According to Forrester’s Nguyen, the collaboration provides Antropic with “the assurance of infrastructure and the ability to continuously expand and roll out model capabilities” and also helps expand Antropic’s presence and accessibility.
“This collaboration shows that Antropic can work effectively with a variety of partners,” Nguyen said. This increases confidence in our ability to train, create models, and utilize them. AWS evaluated that through cooperation with Antropic, “We have secured a representative customer in the AI field.”

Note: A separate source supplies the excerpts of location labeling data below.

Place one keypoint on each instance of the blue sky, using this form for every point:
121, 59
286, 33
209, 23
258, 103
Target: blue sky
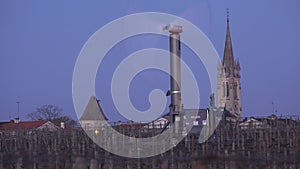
40, 41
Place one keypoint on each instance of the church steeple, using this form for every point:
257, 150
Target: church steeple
229, 84
228, 59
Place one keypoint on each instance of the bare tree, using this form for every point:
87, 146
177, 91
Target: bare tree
51, 113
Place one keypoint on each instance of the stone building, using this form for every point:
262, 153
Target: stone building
229, 85
93, 115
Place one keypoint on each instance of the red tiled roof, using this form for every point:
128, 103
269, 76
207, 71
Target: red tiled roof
21, 125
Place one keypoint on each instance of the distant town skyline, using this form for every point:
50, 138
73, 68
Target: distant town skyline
40, 42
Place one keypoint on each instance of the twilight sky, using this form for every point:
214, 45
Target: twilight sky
40, 42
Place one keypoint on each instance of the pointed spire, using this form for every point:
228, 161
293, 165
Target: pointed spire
228, 59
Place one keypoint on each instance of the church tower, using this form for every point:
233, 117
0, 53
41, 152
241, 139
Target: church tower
229, 85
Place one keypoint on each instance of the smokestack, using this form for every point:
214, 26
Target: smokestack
175, 69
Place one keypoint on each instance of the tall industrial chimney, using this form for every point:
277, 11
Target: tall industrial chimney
175, 69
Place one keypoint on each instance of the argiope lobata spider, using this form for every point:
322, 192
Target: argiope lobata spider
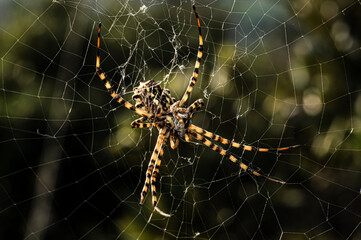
158, 108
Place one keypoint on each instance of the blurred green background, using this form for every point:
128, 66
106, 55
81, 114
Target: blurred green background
274, 74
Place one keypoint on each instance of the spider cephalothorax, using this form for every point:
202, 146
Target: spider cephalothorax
157, 102
158, 108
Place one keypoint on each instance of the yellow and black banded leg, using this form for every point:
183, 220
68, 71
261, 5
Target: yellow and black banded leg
155, 175
196, 106
107, 83
231, 157
138, 123
193, 80
152, 163
225, 141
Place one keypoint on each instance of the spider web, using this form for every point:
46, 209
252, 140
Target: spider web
274, 74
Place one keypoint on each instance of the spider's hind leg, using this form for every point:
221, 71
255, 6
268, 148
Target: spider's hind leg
230, 156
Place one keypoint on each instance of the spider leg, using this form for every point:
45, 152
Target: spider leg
198, 62
109, 87
231, 157
154, 179
225, 141
138, 123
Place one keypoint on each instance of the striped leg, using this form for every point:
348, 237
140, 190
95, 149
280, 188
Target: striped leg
231, 157
152, 163
154, 179
196, 106
198, 62
138, 123
107, 83
225, 141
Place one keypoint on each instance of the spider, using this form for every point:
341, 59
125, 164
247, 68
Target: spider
158, 108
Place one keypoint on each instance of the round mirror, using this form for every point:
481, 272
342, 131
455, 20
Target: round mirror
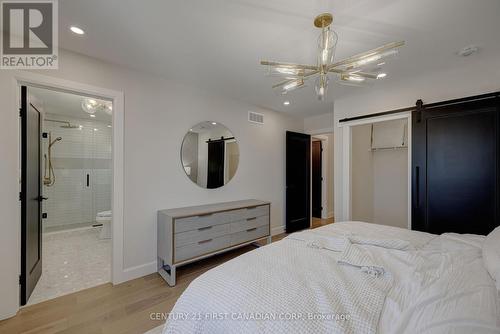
210, 155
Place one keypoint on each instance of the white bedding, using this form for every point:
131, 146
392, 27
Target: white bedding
438, 285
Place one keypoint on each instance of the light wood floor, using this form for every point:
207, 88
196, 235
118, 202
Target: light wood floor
120, 309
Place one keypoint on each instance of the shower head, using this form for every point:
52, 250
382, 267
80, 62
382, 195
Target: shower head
70, 126
66, 124
55, 141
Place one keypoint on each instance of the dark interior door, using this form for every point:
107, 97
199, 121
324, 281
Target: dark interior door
317, 178
31, 197
215, 175
298, 180
456, 168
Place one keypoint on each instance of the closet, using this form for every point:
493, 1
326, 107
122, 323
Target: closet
379, 172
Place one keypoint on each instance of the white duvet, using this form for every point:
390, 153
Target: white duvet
438, 284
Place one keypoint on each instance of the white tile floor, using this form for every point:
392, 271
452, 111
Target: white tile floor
71, 261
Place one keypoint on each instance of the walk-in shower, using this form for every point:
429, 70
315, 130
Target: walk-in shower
76, 177
49, 177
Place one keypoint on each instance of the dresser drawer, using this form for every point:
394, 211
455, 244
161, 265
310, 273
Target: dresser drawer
249, 223
200, 234
249, 234
196, 222
251, 212
201, 247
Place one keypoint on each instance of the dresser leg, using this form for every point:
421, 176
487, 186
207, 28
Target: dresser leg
168, 274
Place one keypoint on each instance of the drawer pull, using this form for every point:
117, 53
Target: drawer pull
204, 241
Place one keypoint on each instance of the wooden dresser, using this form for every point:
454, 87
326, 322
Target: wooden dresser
192, 233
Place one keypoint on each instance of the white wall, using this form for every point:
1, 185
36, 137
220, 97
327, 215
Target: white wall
319, 124
361, 174
158, 113
379, 179
476, 78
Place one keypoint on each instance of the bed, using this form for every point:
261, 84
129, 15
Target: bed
348, 277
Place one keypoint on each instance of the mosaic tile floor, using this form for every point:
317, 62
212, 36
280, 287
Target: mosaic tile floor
71, 261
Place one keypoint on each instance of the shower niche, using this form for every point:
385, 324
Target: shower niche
76, 171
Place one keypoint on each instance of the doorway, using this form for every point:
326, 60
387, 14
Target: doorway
322, 188
317, 178
378, 168
67, 178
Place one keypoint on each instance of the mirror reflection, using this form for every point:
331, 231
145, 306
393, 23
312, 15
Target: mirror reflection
210, 154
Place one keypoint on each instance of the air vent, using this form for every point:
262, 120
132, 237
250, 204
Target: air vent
254, 117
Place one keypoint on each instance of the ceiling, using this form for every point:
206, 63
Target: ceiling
217, 45
66, 104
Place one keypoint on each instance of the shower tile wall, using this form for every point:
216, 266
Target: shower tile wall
72, 202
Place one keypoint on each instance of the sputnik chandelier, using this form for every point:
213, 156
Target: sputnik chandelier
355, 70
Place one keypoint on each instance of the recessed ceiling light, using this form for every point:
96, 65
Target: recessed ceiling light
468, 50
76, 30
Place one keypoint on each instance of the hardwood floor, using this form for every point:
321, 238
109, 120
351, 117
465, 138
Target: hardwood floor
120, 309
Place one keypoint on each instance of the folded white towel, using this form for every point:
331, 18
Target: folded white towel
104, 214
357, 256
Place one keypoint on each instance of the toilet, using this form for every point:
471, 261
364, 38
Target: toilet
104, 218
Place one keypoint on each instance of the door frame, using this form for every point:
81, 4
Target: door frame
324, 169
346, 159
21, 78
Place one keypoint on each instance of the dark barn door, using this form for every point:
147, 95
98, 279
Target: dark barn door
215, 176
298, 179
456, 168
31, 197
317, 178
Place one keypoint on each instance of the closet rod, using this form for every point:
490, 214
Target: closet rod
221, 139
428, 106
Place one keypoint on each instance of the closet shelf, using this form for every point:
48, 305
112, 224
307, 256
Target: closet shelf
388, 148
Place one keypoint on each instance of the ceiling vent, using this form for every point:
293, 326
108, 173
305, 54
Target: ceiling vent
254, 117
468, 51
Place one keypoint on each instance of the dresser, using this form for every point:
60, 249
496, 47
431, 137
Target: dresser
192, 233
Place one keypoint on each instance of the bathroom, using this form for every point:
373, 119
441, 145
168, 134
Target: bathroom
76, 178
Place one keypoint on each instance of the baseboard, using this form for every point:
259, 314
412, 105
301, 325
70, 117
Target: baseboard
277, 230
136, 272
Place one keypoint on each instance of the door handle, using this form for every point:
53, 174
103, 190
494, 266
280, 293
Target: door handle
417, 187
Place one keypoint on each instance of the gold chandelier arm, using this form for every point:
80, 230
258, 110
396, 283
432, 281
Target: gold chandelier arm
361, 74
304, 77
289, 65
367, 54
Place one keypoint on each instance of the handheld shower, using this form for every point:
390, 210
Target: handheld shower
49, 178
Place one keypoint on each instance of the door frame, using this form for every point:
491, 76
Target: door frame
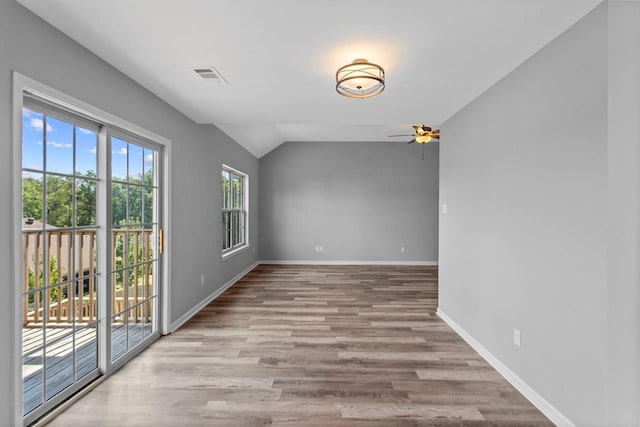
21, 84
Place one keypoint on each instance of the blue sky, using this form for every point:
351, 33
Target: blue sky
60, 148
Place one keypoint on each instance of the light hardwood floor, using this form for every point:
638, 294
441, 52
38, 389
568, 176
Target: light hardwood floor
311, 346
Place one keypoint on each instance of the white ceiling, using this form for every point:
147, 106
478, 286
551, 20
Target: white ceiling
280, 57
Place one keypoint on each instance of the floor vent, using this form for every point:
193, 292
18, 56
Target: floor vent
210, 74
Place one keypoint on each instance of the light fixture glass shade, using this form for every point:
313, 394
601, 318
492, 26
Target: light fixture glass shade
360, 79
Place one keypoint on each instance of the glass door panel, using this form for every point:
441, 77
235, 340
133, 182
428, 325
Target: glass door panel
59, 253
135, 223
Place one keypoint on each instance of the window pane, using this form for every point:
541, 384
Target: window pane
32, 200
225, 189
148, 166
135, 163
237, 192
135, 205
118, 159
59, 145
32, 139
86, 152
59, 201
86, 202
226, 227
148, 204
118, 204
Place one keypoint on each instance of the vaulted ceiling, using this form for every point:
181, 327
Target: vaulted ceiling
279, 57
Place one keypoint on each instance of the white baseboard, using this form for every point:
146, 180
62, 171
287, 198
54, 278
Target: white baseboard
189, 314
538, 401
322, 262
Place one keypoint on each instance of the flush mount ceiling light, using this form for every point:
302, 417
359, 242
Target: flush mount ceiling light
423, 134
360, 79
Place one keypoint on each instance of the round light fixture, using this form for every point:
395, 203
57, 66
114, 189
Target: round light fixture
360, 79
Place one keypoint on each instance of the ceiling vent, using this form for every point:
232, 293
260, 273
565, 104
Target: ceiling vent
210, 74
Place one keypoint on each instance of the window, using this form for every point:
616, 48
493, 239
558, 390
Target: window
235, 188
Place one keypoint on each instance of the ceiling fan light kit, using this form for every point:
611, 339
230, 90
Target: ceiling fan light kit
360, 79
423, 134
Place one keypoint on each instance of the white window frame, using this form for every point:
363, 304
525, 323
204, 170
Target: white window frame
22, 84
232, 250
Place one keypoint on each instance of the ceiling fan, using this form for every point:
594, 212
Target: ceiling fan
423, 134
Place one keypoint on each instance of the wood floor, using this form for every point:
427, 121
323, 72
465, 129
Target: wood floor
311, 346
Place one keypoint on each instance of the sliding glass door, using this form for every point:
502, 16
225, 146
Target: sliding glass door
91, 251
60, 274
135, 239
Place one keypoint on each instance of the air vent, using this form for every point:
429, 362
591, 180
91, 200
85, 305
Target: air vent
209, 73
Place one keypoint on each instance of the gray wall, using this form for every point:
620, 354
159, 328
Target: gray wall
623, 285
32, 47
360, 201
533, 176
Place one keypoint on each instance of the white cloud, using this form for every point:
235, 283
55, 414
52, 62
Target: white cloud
59, 144
38, 124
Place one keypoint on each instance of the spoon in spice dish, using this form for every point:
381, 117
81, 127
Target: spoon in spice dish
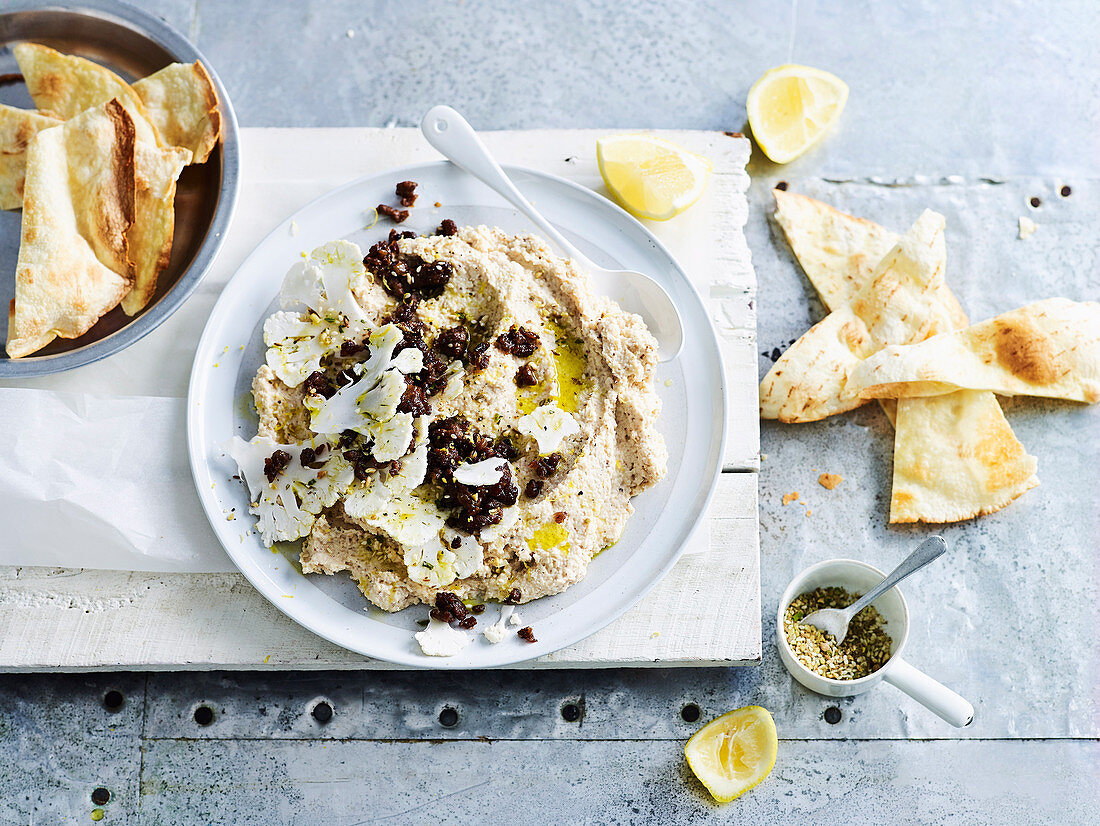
835, 620
449, 133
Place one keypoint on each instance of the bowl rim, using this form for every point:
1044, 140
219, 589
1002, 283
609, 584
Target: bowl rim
183, 51
789, 594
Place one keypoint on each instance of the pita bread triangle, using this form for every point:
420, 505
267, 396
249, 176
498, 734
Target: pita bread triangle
183, 105
18, 128
956, 458
150, 237
1049, 348
900, 304
78, 206
837, 252
934, 438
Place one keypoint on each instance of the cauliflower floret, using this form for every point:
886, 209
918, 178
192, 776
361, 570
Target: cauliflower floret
296, 344
369, 405
326, 282
549, 426
287, 507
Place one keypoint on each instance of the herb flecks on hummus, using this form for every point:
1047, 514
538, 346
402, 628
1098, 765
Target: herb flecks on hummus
418, 391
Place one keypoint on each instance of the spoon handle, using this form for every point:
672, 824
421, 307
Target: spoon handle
452, 135
930, 549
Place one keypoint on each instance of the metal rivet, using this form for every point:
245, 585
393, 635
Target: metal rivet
571, 712
113, 701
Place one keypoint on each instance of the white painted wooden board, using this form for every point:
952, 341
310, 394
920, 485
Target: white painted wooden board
706, 610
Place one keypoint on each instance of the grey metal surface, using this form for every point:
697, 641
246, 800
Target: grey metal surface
970, 111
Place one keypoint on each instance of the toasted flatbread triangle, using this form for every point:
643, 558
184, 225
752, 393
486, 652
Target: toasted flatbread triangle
956, 458
150, 238
66, 85
837, 252
1049, 349
18, 128
77, 208
806, 382
183, 103
900, 304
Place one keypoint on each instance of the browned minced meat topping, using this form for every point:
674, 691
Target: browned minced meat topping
519, 341
406, 275
275, 464
397, 215
311, 456
449, 607
479, 356
454, 441
350, 349
317, 384
406, 190
526, 376
453, 342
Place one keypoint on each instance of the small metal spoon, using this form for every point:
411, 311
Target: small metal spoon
835, 620
454, 138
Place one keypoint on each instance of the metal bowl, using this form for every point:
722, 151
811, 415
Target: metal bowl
133, 44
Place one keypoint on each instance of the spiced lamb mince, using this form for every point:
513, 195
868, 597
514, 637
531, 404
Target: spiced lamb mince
509, 312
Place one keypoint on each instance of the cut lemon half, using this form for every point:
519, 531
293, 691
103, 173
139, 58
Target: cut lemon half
651, 177
734, 752
791, 107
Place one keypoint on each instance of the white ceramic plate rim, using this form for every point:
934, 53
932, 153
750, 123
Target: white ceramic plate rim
342, 634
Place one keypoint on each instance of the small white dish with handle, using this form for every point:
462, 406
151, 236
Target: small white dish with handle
858, 576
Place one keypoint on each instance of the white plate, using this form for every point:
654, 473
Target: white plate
692, 392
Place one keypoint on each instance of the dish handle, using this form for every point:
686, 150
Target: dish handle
932, 694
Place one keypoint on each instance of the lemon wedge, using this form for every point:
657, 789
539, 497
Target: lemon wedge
791, 107
651, 177
734, 752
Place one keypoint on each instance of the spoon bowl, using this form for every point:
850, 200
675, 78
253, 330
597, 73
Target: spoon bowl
835, 620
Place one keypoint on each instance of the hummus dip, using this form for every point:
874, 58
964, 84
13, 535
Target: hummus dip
514, 419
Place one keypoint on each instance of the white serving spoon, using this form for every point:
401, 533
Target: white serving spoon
835, 620
454, 138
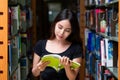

Optimizing all aspects of model training
As part of the expanded collaboration, Antropic will participate in the development and optimization of future versions of AWS’ custom ML chip, Trainium. Trainium supports deep learning learning for models with more than 100 billion parameters.
Antropic said it is working closely with AWS’s Annapurna Labs to write a low-level kernel that can interact with Tranium silicon. We are also contributing to the AWS Neuron software stack to power Tranium and are collaborating with the chip design team to improve hardware computational efficiency.
“By combining our close hardware-software co-development approach with the strong price-performance and massive scalability of the Tranium platform, we can optimize all aspects of model training from silicon to the entire stack,” Antropic said in a blog post. He said.
“This approach offers an advantage over commodity hardware like NVIDIA GPUs that do more than is absolutely necessary,” Forrester’s Nguyen said. “In addition, the long-standing cooperative relationship between the two companies has the potential to offset to some extent the performance optimization advantage provided by the NVIDIA CUDA platform,” he emphasized.
“Deep collaboration between software and hardware engineers and developers allows us to achieve levels of optimization across both hardware and software that would be difficult when working independently,” Nguyen added.